The Senate Appropriations Committee explained the intended meaning of the above prohibition as follows:

"The Committee understands the administration is considering the sale of sophisticated American weapons to some of the countries which have pledged aid but not yet fully delivered on their pledges. It does not feel that it is proper for such arms sales to be submitted to the Congress for its approval until the full amount of the money promised has been delivered, since if the promisor nation has money to buy arms from us, it can first use that money to fulfill its pledge to help defray some of our costs. Therefore, the Committee has included a provision in this measure ... which prohibits any arms sale to any nation which has not yet contributed the amount which it pledged." S. Rep. No. 102-23 at 22 (1991).

The Conference Committee, however, modified the Senate's version to read "... has not fulfilled its commitment." This was the language enacted into law. The Conference Committee report did not explain whether this change was intended to have any substantive legal effect.

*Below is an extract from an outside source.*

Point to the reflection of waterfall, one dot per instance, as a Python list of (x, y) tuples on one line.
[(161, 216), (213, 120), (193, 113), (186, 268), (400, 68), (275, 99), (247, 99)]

The position of the Department of State on the meaning of the modification is that a letter from the Secretary of State dated March 21, 1991, expressing concern about section 109, led to the modified language adopted by the Conference Committee. It is the Department's view, as expressed in its letter to us, that:

"... In rejecting language that turns on whether a country 'has not made such contributions,' the conferees decided not to impose a standard that could be interpreted (and, indeed, had been interpreted in the report of the Senate Appropriations Committee) as covering countries until the full amount of their pledges had in fact been contributed. By instead adopting language that turns on whether a country 'has not fulfilled its commitment,' the conferees decided that the touchstone for deciding whether section 109 covers a country is the country's own commitment.

Thus, a country cannot be said to have 'not fulfilled its commitment' to pay an amount that is not yet due."

While the legislative history is silent as to whether section 109 was modified in response to the Secretary's concern, or as to whether the intent of the Conference Committee was, in fact, as suggested in the Department's letter, we are of the view that the language, as enacted, is susceptible to the Department's interpretation. We also recognize that you made a floor statement to the effect that the Conference Committee's change was only technical in nature and therefore should not be interpreted as substantively altering the meaning of the original Senate language. In the absence of any support in the Conference Report for this interpretation of the conference action, however, and in view of the language of section l09 as enacted, we see no basis for legal objection to the Department's position. Cf., B-230656, April 4, 1988.

If we can be of further assistance in this matter, please let us know.